The second segment is found in 13:28-31.  Jesus tells the disciples to learn a lesson from the fig tree.  When its branches sprout leaves, you know that summer is near.  In the same way, if we are paying attention, we will also be ready for the second coming of Christ.  I can’t say specifically what it is that we need to be watching for, but I am confident that if we continue to carve out that time in our daily routines to listen, we will understand, in God’s time, what those signs are, and we will be prepared for the Jesus’ return.  

I don’t know how much I need to emphasize this point, but the simple truth is that we don’t know exactly when Jesus will return.  We can interpret the signs that are given many different ways, but ultimately, it comes down to the fact that God doesn’t tell us to figure out when it is going to happen.  What He does say is that we need to be prepared for it when it does happen.  And that is the other major point that we can pull out of this part of the text. 

Jesus closes this segment with the assurance that the earth will pass away, but his words will not.  Jesus’ words will stand the test of time while all else around it does not.  It is not a question of if Jesus will return; it is a matter of when it will happen.  This passage doesn’t incite speculation insofar as the actuality of these events is concerned, just how and when they will come about.  Jesus’ return is certain, and that is the most important thing to remember.  And what’s the next most important thing to remember?  It’s in the last segment, 13:32-37.

In these few verses, we are told, in this order, that the hour is unknown, to be on guard, to keep awake, that the time is unknown, to stay awake, that we don’t know when this will happen, and, again, to stay awake.  Do you sense the urgency in this part of the passage?  The uncertainty of the timing and the call to stay awake dominate these few verses.  Now, I have a feeling that if Jesus tells us to keep/stay awake three times in the span of five verses, then maybe we should take those words to heart.  Maybe he is trying to get across a significant point, and that point is that we constantly need to live in a state of preparation for his coming. 

We can’t go through life just accepting things as they are and living half aware of what is going on around us.  I have lived like that, I have a feeling that so many of you have as well.  It’s the type of life in which you wake up every morning and just go through the routine.  Nothing is special, nothing stands out – we cannot live like that.

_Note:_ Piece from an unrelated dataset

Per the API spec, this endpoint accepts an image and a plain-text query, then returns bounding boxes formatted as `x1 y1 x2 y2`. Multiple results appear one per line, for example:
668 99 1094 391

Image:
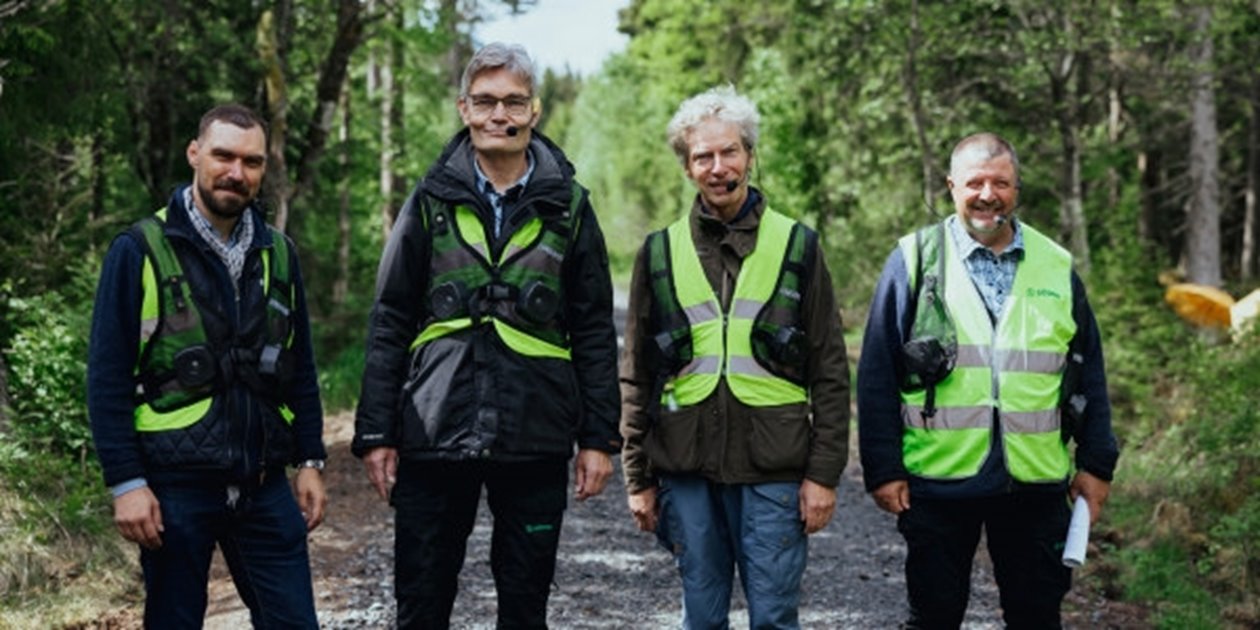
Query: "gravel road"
207 416 1013 630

Jesus doesn’t call us to enter into a relationship with him so that we can simply live life as we always have.  Jesus’ call to us is so that we can live a new life; a redeemed life; a life of abundance.  And when I say “abundance” I don’t mean that accepting Christ will automatically make you wealthy and you will never have to worry about anything ever again.  A life of abundance is a life that is lived to the fullest.  It is a life in which we expect Jesus’ return and live in such a way that shares the gospel with all around us.

We are people of Advent.  We are people who need live each day knowing that Jesus just might come back before the day is done, and knowing this, we prepare ourselves for his coming.  We celebrate Advent because Jesus has come.  We celebrate Advent because Jesus is here.  We celebrate Advent because Jesus will come again.